The opening track on Born To Sing is a soft pop number called “Open The Door (To Your Heart)”, but the main problem on Morrison’s latest is that doesn’t live up to the opening track’s advice. With all the preaching and educating throughout, Morrison is closing doors, not opening them, on Born To Sing. Though there’s something endearing enough about Morrison fully relishing in the role of old grumpy curmudgeon–this is a record full of venom and distrust–his best music has always been about discovery, about asking and creating questions and problems instead of addressing them. “If In Money We Trust” finds Van grumbling about the simultaneous valuelessness and all-encompassing power of money for eight minutes, a sentiment echoed two tracks later on “Educating Archie,” where Professor Morrison takes the podium:

“You’re a slave to the capitalist system
Which is ruled by the global elite
What happened to the individual?
What happened to working class white?

Cheap laughs aside, Van’s need to weigh in on widespread corporate greed and the consequent international financial crisis actually makes good sense. Ever since the Belfast kid signed his first record deal as a solo artist with Bert Berns’ Bang Records in 1967, one of the primary narratives of Morrison’s recording career has been one of economic distrust and abuse. He has railed against the corporate music business for decades, and has felt cheated and robbed out of his proper earnings as an artist throughout his career. As a way of getting out of a record contract, Morrison once recorded thirty one half-baked one chord ditties as a way of getting back at his former label while fulfilling his legal obligations. One of those songs was called “The Big Royalty Check,” where the bitter young man groans: “I’m waiting for my royalty check to come, and it still hasn’t come yet.” Forty-five years later, and being “Born To Sing” is still intertwined with debt and grief in the long run: “Feeling good playing the blues,” he’s happy to sing, until reality sets in: “keep on keeping on paying them dues.”

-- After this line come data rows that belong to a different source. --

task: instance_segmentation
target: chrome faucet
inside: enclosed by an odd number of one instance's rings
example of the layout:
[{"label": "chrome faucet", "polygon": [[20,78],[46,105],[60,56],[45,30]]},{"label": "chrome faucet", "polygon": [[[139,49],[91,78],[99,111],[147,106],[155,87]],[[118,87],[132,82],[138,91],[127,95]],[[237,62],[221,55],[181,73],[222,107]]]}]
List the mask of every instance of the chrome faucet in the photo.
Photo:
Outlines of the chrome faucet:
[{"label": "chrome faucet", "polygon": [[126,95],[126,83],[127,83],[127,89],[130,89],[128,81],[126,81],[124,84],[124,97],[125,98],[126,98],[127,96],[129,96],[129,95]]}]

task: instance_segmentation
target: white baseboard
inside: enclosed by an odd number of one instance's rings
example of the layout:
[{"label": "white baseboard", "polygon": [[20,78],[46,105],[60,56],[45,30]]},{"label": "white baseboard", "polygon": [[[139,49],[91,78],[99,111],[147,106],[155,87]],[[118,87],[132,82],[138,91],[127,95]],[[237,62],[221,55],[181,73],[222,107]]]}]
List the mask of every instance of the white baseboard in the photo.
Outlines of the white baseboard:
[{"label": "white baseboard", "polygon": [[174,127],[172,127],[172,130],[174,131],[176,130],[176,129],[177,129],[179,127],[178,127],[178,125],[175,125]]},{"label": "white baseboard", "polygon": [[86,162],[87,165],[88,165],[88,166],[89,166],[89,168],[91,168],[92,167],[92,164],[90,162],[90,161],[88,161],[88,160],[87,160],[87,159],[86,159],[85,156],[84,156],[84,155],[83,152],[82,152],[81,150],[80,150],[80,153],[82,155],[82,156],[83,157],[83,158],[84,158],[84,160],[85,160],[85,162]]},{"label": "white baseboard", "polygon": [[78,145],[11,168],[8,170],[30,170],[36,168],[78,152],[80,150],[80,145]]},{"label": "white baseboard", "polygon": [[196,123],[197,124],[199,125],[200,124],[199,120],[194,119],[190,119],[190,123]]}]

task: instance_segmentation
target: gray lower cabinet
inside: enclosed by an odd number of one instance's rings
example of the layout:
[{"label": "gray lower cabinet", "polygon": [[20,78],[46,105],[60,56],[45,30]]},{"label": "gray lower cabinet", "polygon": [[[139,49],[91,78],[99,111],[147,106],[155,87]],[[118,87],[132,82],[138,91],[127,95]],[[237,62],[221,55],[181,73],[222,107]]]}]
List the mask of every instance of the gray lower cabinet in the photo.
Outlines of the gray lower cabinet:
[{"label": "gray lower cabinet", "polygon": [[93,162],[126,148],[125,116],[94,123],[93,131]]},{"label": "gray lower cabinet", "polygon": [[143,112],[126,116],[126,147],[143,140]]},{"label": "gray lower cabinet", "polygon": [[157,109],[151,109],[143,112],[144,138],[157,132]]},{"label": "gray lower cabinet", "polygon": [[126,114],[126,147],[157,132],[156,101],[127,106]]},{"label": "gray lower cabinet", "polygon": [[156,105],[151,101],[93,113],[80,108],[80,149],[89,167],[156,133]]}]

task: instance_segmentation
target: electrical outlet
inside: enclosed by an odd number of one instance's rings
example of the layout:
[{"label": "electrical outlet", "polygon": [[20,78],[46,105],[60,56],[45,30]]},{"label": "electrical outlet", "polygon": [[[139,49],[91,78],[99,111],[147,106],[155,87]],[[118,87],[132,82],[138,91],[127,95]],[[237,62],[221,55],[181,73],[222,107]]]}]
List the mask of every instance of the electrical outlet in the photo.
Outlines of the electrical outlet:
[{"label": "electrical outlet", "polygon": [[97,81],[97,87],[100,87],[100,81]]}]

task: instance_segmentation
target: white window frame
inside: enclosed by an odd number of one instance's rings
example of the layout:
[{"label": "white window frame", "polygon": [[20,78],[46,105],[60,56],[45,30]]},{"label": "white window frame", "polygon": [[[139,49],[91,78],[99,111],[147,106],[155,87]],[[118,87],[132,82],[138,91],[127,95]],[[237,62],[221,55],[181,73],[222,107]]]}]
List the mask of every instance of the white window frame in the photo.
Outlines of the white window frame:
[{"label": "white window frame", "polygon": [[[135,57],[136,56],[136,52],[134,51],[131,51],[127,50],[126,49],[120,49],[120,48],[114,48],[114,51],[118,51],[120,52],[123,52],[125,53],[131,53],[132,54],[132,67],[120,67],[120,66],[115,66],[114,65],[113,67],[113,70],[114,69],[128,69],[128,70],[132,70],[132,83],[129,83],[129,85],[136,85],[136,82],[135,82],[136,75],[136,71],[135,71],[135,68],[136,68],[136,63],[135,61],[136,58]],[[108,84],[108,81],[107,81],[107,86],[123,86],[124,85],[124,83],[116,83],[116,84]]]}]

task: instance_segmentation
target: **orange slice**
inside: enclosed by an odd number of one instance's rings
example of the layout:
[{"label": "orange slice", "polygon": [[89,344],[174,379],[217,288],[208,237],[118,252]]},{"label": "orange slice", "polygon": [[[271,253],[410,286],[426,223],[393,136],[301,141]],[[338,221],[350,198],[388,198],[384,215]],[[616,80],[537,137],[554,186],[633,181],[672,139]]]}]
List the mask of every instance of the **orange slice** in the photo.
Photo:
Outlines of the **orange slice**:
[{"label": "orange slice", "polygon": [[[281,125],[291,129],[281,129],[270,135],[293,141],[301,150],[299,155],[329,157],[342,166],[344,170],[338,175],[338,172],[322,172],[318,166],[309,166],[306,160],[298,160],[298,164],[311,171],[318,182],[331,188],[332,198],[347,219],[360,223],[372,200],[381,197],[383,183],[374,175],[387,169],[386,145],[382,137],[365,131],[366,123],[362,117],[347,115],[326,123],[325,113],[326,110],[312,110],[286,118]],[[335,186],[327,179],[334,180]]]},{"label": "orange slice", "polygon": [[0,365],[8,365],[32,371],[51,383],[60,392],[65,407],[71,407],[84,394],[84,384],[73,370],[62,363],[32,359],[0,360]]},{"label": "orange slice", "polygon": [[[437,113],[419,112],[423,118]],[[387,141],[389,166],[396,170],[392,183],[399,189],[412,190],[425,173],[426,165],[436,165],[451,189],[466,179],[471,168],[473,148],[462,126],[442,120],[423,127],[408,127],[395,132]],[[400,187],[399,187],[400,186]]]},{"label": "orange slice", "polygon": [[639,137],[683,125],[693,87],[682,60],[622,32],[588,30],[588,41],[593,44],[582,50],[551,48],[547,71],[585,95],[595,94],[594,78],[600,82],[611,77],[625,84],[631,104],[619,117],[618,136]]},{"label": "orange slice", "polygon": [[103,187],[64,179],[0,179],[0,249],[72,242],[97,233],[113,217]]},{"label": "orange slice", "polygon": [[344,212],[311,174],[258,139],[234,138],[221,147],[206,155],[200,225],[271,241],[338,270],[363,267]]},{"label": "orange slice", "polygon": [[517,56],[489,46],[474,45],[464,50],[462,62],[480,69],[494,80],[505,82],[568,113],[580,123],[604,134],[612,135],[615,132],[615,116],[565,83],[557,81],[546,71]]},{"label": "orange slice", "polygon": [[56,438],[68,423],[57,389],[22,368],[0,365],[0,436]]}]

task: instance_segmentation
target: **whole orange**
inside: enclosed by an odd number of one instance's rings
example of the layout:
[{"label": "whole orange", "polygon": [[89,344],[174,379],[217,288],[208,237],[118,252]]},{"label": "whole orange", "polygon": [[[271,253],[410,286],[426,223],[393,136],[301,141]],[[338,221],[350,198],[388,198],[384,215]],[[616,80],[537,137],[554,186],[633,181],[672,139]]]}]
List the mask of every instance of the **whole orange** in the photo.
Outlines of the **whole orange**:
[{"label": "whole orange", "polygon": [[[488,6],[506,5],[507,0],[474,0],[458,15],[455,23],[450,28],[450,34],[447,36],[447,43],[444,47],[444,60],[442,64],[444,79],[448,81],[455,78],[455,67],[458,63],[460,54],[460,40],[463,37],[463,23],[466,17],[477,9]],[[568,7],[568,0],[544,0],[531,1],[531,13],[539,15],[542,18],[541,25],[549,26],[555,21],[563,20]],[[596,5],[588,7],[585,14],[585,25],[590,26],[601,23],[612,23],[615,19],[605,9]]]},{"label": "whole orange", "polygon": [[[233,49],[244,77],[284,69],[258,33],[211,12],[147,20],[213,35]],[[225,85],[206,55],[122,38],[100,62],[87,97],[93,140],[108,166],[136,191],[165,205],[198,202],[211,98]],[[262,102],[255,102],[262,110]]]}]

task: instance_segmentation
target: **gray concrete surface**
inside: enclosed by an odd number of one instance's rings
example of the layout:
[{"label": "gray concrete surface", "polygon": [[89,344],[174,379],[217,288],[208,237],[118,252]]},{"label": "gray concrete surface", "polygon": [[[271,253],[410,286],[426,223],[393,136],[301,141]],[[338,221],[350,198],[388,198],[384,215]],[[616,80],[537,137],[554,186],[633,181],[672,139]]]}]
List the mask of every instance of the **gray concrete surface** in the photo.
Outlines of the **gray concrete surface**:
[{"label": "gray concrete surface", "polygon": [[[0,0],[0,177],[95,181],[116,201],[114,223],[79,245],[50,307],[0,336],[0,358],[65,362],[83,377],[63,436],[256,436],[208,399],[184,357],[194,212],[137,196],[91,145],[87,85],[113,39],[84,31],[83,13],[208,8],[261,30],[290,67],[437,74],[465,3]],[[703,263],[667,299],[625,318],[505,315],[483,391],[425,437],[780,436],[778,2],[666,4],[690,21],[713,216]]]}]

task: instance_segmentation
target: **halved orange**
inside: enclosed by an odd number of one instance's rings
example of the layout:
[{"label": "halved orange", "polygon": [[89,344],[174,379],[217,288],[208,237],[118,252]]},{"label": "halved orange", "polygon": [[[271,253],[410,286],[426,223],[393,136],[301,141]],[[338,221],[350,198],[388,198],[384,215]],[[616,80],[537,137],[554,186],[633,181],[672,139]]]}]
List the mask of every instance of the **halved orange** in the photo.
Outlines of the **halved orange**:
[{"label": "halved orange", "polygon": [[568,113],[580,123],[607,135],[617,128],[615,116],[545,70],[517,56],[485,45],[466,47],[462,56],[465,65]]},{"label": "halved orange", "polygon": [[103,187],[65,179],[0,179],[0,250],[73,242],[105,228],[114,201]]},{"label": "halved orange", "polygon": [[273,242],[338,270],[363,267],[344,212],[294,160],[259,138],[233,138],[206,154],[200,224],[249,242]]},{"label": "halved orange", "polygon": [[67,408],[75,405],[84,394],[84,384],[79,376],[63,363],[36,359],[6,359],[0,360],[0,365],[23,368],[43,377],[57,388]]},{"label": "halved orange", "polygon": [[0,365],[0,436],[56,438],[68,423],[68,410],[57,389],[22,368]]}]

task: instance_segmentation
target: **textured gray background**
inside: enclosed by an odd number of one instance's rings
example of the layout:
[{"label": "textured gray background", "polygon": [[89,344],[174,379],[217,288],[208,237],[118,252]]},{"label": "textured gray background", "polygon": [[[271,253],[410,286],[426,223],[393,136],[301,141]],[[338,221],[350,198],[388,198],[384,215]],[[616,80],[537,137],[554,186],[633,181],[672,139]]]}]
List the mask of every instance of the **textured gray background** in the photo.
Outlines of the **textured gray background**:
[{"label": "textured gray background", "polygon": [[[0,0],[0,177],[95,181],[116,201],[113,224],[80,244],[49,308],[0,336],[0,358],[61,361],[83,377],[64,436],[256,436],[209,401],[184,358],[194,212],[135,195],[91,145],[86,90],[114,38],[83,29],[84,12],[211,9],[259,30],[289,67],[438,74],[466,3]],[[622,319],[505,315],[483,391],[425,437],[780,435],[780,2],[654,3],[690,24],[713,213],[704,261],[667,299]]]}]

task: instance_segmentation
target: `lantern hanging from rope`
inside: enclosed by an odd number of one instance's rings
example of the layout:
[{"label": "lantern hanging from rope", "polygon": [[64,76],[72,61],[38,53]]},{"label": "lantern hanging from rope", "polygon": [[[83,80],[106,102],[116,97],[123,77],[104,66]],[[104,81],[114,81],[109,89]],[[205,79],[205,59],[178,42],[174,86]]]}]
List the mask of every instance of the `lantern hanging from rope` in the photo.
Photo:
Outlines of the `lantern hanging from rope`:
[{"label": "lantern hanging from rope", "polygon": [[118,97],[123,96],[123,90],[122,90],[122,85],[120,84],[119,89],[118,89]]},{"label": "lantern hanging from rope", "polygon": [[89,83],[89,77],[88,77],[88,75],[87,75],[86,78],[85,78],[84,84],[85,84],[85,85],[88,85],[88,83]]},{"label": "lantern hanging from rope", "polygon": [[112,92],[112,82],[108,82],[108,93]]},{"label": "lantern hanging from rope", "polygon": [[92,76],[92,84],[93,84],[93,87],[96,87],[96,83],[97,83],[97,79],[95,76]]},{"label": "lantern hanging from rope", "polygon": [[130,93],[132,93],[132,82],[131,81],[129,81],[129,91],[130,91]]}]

That’s all a way of saying that Born To Sing’s seemingly forced proselytizing is quite fitting, after all. Usually, though, the singer has kept his economic and bureaucratic frustrations separate from his music, which, at its best, is always concerned with the vulnerability and revelation of the self, with exploration instead of exhortation, but this time, he’s been pushed too far. Van feels fed up and disgusted, intense and focused, on Born To Sing: No Plan B, but unfortunately, the songs, more often than not, end the conversation there, leaving just a few hard knock lessons and some pretty jazz.